第一報
・自転車に車が突っ込んで幼児を含む死傷者が出る。加害者は助手席にいたペットにかまっていて事故を起こしてしまった。(一部でじゃれていたという報道もあった)
《これを読んで思ったことを覚えておいて欲しい》
第二報
・加害者はペットのインコの具合が悪かったので動物病院に連れていく途中であった。ペットを気遣ってよそ見をしてしまっために運転を誤ってしまった。
第一報を読んでの感想と、第二報まで知ったあとの感想は違うのではないだろうか。
僕は違った。助手席にいたペットは犬猫の類いだと思い込んでいたし、それに気を取られていたというのは、不注意かつ、不適切にあやしたり、かまったりしていたのだと思い込んでいた。
やってしまったことの非道さは変わらないが、(偉そうな言い方になってしまうが)情状酌量の余地が違うと感じられる。
タイトルにも書いた通り、見ず知らずの、自分とは利害関係のない出来事にも感情移入できるのはヒトが(わざわざ)獲得した能力だろう。おそらく、そうやって集団の一体感を高めて生存競争を有利にしてきたのだろう。
しかし、それは時には間違った判断をしてしまう原因となったり、暴走する要因となることもある。
また、利口な者に利用されて行動をコントロールされることもある。
今のニュースにしたところで、第二報が過不足なく正しいと決まっているわけではない。隠れた事実がまだあるのかもしれない。
先日、電車内で煙草を吸っていた男を注意した高校生がその男に酷い暴行を受けてしまったというニュースがあった。居合わせた乗客たちはそれを止めようとしなかったという。
これほど酷い話はないので、ワイドショーでもネットでも多くの人たちが物を言っている。
それはいい、それはいいのだがその意見は現実にあった事件に対してではなく、報道された情報から一般的に考えられる一部架空の、想像上の事件に対してのものになっていることがわかっていなければいけない。

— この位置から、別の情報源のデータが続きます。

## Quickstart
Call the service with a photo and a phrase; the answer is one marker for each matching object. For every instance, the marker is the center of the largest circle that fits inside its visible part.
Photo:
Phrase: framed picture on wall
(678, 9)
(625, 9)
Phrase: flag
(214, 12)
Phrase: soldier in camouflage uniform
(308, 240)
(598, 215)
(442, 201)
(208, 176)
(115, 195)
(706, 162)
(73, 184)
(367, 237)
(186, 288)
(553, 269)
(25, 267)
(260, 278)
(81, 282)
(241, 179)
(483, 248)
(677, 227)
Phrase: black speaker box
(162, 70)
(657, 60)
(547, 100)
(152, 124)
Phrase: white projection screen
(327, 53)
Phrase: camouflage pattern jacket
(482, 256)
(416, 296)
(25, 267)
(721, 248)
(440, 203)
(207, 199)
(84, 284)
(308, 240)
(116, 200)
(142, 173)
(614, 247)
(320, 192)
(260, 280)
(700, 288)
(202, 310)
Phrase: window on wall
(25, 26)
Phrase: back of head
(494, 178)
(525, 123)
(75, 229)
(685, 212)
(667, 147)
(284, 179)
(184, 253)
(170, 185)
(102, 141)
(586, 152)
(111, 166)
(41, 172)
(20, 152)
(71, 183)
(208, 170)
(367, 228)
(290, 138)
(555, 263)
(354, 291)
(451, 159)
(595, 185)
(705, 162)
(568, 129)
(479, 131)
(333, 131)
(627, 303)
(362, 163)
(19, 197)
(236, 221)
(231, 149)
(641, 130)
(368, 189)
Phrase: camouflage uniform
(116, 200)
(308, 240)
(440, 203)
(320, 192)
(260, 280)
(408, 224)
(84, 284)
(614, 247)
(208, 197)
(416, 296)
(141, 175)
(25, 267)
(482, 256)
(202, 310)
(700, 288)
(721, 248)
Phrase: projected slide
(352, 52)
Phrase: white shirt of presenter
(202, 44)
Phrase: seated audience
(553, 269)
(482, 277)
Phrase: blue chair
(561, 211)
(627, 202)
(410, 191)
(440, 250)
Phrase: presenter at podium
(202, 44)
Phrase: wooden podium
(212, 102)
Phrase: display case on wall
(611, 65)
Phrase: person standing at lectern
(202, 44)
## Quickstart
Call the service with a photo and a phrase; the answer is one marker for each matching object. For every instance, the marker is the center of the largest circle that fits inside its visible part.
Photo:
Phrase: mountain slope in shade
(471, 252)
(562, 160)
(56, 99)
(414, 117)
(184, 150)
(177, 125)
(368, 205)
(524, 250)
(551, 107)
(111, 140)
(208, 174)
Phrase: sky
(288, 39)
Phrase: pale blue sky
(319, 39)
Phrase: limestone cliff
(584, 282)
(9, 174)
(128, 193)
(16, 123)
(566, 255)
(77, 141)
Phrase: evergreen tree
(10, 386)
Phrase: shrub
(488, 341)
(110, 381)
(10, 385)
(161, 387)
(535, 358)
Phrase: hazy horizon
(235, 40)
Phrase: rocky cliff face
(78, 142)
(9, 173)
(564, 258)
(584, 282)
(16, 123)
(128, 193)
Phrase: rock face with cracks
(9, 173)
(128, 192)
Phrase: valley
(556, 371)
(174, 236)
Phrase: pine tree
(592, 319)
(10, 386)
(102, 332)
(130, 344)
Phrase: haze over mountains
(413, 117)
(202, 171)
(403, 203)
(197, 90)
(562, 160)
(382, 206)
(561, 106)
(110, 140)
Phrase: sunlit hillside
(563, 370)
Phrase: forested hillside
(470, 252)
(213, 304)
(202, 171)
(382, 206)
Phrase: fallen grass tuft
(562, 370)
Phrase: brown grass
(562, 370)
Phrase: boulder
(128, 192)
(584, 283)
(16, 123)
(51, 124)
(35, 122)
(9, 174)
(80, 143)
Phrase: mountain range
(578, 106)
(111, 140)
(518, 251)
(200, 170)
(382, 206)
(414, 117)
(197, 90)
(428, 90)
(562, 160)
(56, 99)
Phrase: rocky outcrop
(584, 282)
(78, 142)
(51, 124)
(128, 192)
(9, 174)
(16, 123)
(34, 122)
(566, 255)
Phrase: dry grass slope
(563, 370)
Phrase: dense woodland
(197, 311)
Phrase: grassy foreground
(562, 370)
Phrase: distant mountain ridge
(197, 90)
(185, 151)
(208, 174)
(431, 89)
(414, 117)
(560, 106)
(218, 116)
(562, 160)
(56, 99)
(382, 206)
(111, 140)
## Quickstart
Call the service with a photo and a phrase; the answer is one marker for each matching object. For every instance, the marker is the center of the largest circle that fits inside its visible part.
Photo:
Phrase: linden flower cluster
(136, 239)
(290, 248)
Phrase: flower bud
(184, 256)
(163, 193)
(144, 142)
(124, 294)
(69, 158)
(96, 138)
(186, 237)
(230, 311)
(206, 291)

何を言っているのかというと、我々は“電車に居合わせた乗客”と聞くと大人の男女を思い浮かべるだろう。自分が日頃電車を利用している時に乗りあわせる人たちを思い浮かべるだろう。
しかしニュースでは乗客たちの素性は言われていない。それは下校途中の小学生の集団だったかもしれない。老人会の集団だったかもしれない。被害を受けた高校生も定時制の生徒で中年の男性だったかもしれない。加害者も異様にいかつい体格をした大男で大きなナイフを持っていたのかもしれない。
事実と想像をごちゃごちゃにしてはいけない。世の中の無用なトラブルのいくばくかは、勝手に自分が想像したことを現実だと思い込んで(そういう想像は悪いものであることの方が多い)無実な人、事に要らぬ反感を持ったり、攻撃を仕掛けることから起きる。
まあ、でもこんなことを言っても仕方がない。そういうことを言う人たちは何を言っても変わらないし、言われて成る程と思う人たちは言われなくてもいずれは気付く人たちだ。
人間の傾向というか、種類が違うのだろう。つまりは役割が違うのだろう。
物事を深く考えずにストレートに反応することはエネルギーを生むので社会の活気には必要なのだろう。
皆が私の言うことに賛成するような人たちになってしまったら世間はどんよりとしてしまうのかもしれない。
そういう人種は一部に居ればいいのだろう。そうして、時々暴走を止める役割を演じればいいのだろう。